France’s far right eyes a historic victory as nation braces for snap elections

Tyler Mitchell By Tyler Mitchell Jun30,2024
Key Points
  • French President Emmanuel Macron’s called snap elections after EU parliament elections earlier this month.
  • The far-right RN party received more than double the votes of Macron’s Renaissance party in the EU elections.
  • Most polls show RN is on course to win the largest number of seats in France’s lower house.
A divided France braced Saturday for high-stakes parliamentary elections that could see the anti-immigrant and eurosceptic party of Marine Le Pen sweep to power in a historic first.
The candidates ended their frantic three-week campaigns at midnight Friday, with political activity banned until the first round of voting on Sunday.
On Saturday, voting begins in France’s overseas territories that span the globe, with residents of the tiny archipelago of Saint Pierre and Miquelon, located off the coast of Canada, casting their ballots from 10:00 GMT (8pm AEST).

They will be followed by voters in France’s islands in the Caribbean and the South American territory of French Guiana. Voting will later start in territories in the Pacific and then in the Indian Ocean before it gets underway on the mainland on Sunday.

Most polls show that Le Pen’s far-right National Rally (RN) is on course to win the largest number of seats in the 577-member National Assembly, parliament’s lower house, although it remains unclear if the party will secure an outright majority.
A high turnout is predicted and final opinion polls have given the RN between 35 per cent and 37 per cent of the vote, against 27.5-29 per cent for the left-wing New Popular Front alliance and 20-21 per cent for President Emmanuel Macron’s centrist camp.
On Monday, Macron plans to convene a government meeting to decide the further course of action ahead of the second round of voting on 7 July, government sources told AFP.
France is heading for a year of political chaos and confusion with a hung Assembly, said Mujtaba Rahman, Europe head at Eurasia Group, a risk consultancy.

“There is no precedent in recent French politics for such an impasse,” Rahman said.

Macron’s decision to call snap elections after the RN’s victory in European Parliament elections this month stunned friends and foes and sparked uncertainty in Europe’s second-biggest economy.
The Paris stock exchange suffered its biggest monthly decline in two years in June, dropping by 6.4 per cent, according to figures released on Friday.
In an editorial, French daily Le Monde said it was time to mobilise against the far right.
“Yielding any power to it means nothing less than taking the risk of seeing everything that has been built and conquered over more than two and a half centuries gradually being undone,” it said.

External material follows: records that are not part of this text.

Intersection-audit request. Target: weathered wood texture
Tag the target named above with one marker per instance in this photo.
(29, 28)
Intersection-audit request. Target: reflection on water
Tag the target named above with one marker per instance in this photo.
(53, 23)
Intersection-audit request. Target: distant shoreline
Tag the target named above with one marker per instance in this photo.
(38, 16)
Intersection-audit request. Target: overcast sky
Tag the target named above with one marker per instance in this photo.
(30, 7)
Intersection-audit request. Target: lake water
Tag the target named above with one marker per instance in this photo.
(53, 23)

Some 49 million French are eligible to vote.

‘The fear, the dread’

Brice Teinturier, head of the Ipsos polling firm, said there were two tendencies coming out of the campaign.
“One is a dynamic of hope” with left-wing and RN supporters believing that “there can be a change”.
But Teinturier also highlighted “the negative politicisation, the fear, the dread caused” by the RN and the hard-left France Unbowed party which is part of the left-wing coalition.
Macron apparently hoped to catch political opponents off guard by presenting voters with a crucial choice about France’s future, but observers say he might have lost his gamble.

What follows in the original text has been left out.